Bunca olumsuzluğa rağmen yaşam motivasyonuna tutunmaya, kendimizi iyiye odaklayarak yaşamaya çalışsak da; giderek artan öfke kültürü, çatışmacı ruh hali can almaya varacak kadar çığırından çıkan şiddet olaylarının kan donduran haberleriyle karşılaşıyoruz her gün!
Eline sazı alanın sürü yaratma peşinde koştuğu bu dijital alemde insanoğlunun merak zaafından yararlanarak yapılan şeye “habercilik” deniyor! Kişisel alanların mahremiyeti bütünüyle ortadan kalkıyor. Mutsuz insanların yaşadığı bir ülke yaratıldı, siyasi yozlaşma, çürümüş bir toplumu destekledi, hani derler ya neresinden tutsanız elinizde kalıyor diye, işte tam da öyle bir düzen var ülkede, Her yerden pis kokular geliyor, fırsatını bulan düzenin zafiyetinden faydalanarak menfaat elde etmeyi öncelik haline getiriyor.

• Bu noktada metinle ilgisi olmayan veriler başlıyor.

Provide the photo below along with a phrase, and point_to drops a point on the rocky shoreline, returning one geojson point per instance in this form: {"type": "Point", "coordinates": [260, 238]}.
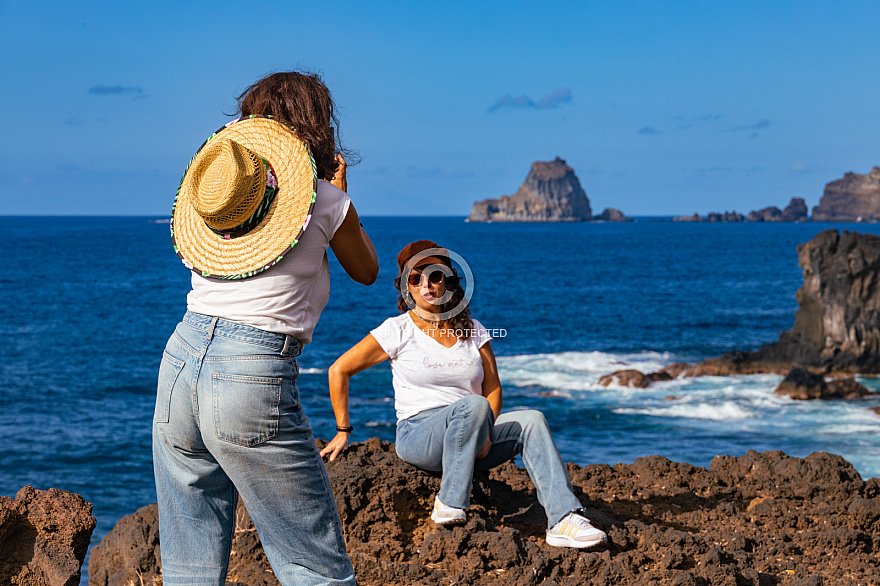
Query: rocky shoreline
{"type": "Point", "coordinates": [760, 519]}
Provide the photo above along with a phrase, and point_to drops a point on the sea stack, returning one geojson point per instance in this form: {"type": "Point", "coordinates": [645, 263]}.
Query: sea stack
{"type": "Point", "coordinates": [550, 193]}
{"type": "Point", "coordinates": [837, 324]}
{"type": "Point", "coordinates": [854, 198]}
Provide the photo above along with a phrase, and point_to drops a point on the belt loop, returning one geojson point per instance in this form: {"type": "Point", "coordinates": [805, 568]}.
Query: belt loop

Nitekim ülkeyi yönetenlere yakın menfaat grupları ülkeyi adeta yağmalıyorlar.. Sosyal patlamaların yaşanmaya başladığı, sokakta öfkenin doruklarda yaşandığı, insanlar arasında ayrımcılığı körükleyen ve adil olmayan bu düzenin oluşmasına katkı yapan sığ anlayışın maalesef toplumsal olarak hissettiği bir sorumluluğu yok. Bu ülkenin dürüst politikacılara, cesur savcılara ve ülkesini gerçekten seven bireylere ihtiyacı vardır. Özellikle ülkeki yönetim kadroları oluşturulurken işinin ehli hukukçulara,sosyal bilimcilere ve psikologlara bu yönetim kadrolarında yer verilmeli ki ülkemizdeki bu şiddetin temeli, bu öfke kültürünü normalleştirmeye çalışan zihniyeti bilimsel yöntemlerle bertaraf edebilelim.